La risposta alle e-mail di protesta inviate a Palazzo Chigi e la reazione della Fimmg


Ministero della Salute
Ufficio Stampa
3 marzo 2003

Decreto anti illeciti rafforza tutela dignità professione medica

In riferimento alle polemiche in atto da parte delle organizzazioni sindacali mediche sul Decreto contro gli illeciti in sanità, il Ministero della Salute sottolinea come queste siano del tutto infondate e strumentali. Basta leggere il Decreto Legge, infatti, per rilevare che le sanzioni amministrative saranno applicate in caso di colpa grave (per questo è stato definito dai mass media "antitruffa"). Sono, quindi, esclusi dall'ambito della sanzionabilità anche solo amministrativa gli errori e la variabilità del giudizio del medico sulla scelta della terapia più opportuna per il paziente.
A seguito dei recenti fatti di cronaca, il Decreto Legge si pone quale strumento per rafforzare il rapporto di fiducia tra medico e paziente, contribuendo alla tutela della dignità della professione medica, mai messa in discussione.


La risposta di Mario Falconi

Il decreto legge lo abbiamo letto tutti e nessun medico, né gli avvocati delle organizzazioni di categoria e neanche gli ordini professionali ne danno una lettura "tranquillizzante" come quella sopra esposta.

Non siamo disposti ad essere "presi in giro", sono in gioco il nostro onore e la nostra dignità di medici.

Il decreto legge và ritirato o profondamente modificato.

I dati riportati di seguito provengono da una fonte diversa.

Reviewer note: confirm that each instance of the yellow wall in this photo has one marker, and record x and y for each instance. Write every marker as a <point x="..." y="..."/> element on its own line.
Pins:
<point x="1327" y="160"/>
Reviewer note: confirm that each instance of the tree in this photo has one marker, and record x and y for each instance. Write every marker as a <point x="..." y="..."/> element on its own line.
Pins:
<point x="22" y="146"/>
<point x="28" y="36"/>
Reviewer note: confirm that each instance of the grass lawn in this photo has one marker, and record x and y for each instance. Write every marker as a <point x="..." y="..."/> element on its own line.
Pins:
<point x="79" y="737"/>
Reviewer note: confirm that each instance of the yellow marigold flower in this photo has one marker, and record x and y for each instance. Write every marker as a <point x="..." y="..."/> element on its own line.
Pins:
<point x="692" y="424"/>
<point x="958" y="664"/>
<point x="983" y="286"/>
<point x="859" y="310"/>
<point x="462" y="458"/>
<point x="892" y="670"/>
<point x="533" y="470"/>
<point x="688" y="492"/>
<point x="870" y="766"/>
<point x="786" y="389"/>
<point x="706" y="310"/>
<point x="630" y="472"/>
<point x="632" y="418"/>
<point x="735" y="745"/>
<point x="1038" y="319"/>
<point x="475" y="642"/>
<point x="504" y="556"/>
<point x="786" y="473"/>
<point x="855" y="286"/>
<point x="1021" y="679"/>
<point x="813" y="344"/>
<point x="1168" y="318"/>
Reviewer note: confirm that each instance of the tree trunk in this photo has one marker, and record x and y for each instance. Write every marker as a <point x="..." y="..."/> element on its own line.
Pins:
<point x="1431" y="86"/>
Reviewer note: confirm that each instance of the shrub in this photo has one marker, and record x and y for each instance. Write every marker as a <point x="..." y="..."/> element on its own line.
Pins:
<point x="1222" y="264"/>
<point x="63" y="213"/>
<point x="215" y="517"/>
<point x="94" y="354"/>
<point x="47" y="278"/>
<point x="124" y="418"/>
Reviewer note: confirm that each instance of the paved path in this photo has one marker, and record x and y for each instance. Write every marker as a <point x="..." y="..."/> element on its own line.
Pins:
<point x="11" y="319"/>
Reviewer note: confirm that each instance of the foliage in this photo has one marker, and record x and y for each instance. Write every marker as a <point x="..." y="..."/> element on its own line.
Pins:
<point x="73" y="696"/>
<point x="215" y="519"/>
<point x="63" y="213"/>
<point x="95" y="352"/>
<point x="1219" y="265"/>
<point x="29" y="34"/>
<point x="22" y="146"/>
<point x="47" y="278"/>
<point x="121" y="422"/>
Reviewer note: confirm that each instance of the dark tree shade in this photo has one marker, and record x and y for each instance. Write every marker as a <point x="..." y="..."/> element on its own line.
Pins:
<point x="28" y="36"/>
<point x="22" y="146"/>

Il 14 p.v. ci incontreremo nella sede nazionale della Fimmg con numerosissimi rappresentanti delle sigle sindacali mediche e delle organizzazioni di cittadini per decidere tutte le azioni politico-sindacali utili non solo per reagire allo scellerato "decreto anti-truffa", ma anche per sostenere e rilanciare il Servizio Sanitario Nazionale messo in serio pericolo dal sottofinanziamento e da ipotesi di devoluzione spinta.

Nell'attesa di ulteriori azioni politico-sindacali, invitiamo tutti i medici di famiglia inseriti in commissioni ministeriali a sospendersi dall'incarico. Abbiamo in tal senso già ottenuto ampia disponibilità da parte dei colleghi Pier Luigi Bartoletti, membro del Consiglio Superiore di Sanità e Ovidio Brignoli, Guido Marinoni, Walter Marrocco, esperti della Cuf.